Three principles for primary school AI teaching

First, a teacher-led interface: younger primary students should not talk to an open-ended chatbot directly. A safer model is for the teacher to operate the AI while the whole class judges the answers, or to use an education tool with a preset framework, so the AI's output passes through the teacher as a layer of checking.

Second, AI gives feedback and students do the thinking: AI is most valuable when it gives instant, individual feedback (comments on writing, hints for solving a problem), not when it produces the answer in the student's place. The lesson design should keep the thinking in the students' hands.

Third, start from an existing topic: do not invent a topic just for AI. Pick a part that is already hard to teach, such as an essay marking cycle that runs too long, or a General Studies lesson where it is hard to extend questioning, and point AI at it, so the results can be measured and recorded.

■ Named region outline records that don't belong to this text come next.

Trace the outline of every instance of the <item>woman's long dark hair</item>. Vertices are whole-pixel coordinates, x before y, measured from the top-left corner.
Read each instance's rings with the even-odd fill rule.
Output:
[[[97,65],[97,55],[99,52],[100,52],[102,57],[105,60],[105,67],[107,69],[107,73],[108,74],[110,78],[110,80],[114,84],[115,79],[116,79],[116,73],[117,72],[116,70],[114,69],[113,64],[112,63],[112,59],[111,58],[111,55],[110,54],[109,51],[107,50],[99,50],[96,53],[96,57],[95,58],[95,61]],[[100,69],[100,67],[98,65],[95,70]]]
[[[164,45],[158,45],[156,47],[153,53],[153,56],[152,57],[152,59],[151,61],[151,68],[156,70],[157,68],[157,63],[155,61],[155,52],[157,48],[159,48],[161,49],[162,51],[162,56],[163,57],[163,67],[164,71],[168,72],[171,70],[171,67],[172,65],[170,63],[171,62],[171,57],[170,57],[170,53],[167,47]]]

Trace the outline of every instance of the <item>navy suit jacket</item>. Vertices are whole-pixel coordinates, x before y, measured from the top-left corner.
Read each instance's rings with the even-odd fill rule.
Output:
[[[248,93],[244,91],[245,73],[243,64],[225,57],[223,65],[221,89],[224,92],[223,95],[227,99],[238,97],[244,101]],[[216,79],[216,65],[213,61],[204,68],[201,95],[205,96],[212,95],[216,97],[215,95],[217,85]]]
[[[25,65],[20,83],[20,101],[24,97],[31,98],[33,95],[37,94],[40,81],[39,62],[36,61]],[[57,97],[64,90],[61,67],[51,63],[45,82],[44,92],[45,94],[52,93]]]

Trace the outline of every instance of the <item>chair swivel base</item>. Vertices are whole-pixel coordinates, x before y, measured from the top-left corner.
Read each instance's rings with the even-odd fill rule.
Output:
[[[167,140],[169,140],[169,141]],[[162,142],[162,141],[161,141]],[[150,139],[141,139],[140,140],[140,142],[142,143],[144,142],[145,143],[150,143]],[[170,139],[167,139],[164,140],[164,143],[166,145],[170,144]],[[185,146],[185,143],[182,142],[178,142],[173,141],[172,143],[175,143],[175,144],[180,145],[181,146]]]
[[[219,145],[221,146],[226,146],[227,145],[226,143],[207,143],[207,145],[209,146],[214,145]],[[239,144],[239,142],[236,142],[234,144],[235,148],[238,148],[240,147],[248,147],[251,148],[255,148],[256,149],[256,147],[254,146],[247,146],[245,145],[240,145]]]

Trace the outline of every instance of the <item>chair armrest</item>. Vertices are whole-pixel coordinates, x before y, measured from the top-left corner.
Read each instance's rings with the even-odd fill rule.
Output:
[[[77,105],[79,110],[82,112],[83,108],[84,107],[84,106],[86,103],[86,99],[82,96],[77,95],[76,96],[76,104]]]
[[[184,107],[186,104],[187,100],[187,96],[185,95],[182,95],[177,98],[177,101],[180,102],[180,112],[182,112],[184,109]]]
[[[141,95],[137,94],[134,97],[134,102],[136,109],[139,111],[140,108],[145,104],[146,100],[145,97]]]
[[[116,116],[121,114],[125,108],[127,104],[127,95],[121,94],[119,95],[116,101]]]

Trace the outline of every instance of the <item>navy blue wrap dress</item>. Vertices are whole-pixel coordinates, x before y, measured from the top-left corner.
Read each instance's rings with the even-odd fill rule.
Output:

Chinese example: instant feedback on writing

The old problem in upper primary Chinese writing is the feedback cycle: students get their marking back one or two weeks after handing in, by which time the urge to revise has gone cold. Classroom example: after students finish a first draft, the teacher uses an AI marking tool to produce initial comments in the lesson (on content, structure, and word choice), students revise a paragraph there and then based on the comments, and the teacher moves around the room to guide them. After the lesson the teacher only needs to review the AI comments and the students' revisions, so the focus of marking shifts from circling every word to judging and following up.

Recording tip: keep the set of three, the first draft, the AI comments, and the revised draft. It is the most direct evidence of learning, useful for both parents' day and the report.

English example: tiered reading and speaking practice

Within one class, English reading levels can differ by several year levels. Classroom example: the teacher uses AI to rewrite the same text into three difficulty versions on the spot (different vocabulary loads and sentence lengths, same content), so the whole class reads 'the same story' but each at their own level, and everyone can join the comprehension discussion afterwards.

For speaking, upper primary can use an AI voice tool as an after-class extension of pronunciation practice: students read a set passage aloud, the tool flags the words to watch, and in the next lesson the teacher focuses on the weaknesses the class shares.

Maths example: diagnosing the steps of a solution

What a maths lesson needs to look at is not whether the answer is right, but which step went wrong. Classroom example: when working through a word-problem unit, the teacher gathers students' common wrong solutions and uses AI to generate 'spot the error' exercises, that is, a worked solution with one step off, and students work in groups to find which step is wrong and why. Here AI does the job of quickly generating variant questions close to students' real mistakes, the kind of question that takes the most time to write by hand.

General Studies / Science example: inquiry through fact-checking

General Studies is a natural setting for introducing AI literacy. Classroom example: in an inquiry unit, such as Hong Kong's weather or community facilities, students first observe or measure in the field, then the teacher asks AI the same question, and the whole class compares the difference between 'what AI said' and 'what we measured', discussing why AI is off and how to check it. One lesson meets two goals, scientific inquiry and AI literacy, and can also count towards the student AI literacy activities in the programme.

How to turn these into the teaching demonstrations the programme requires

The circular asks for at least six teaching demonstration examples, covering at least three subjects with two year levels each. The four subject examples above are already a starting base: pick one per subject and run it once at each of two year levels, and the subject and year-level requirements are met. Organise each example in the same format (topic, learning objectives, the role of AI, the lesson flow, samples of student work, teacher reflection), and one example becomes one demonstration you can submit, which can also go straight into an open lesson.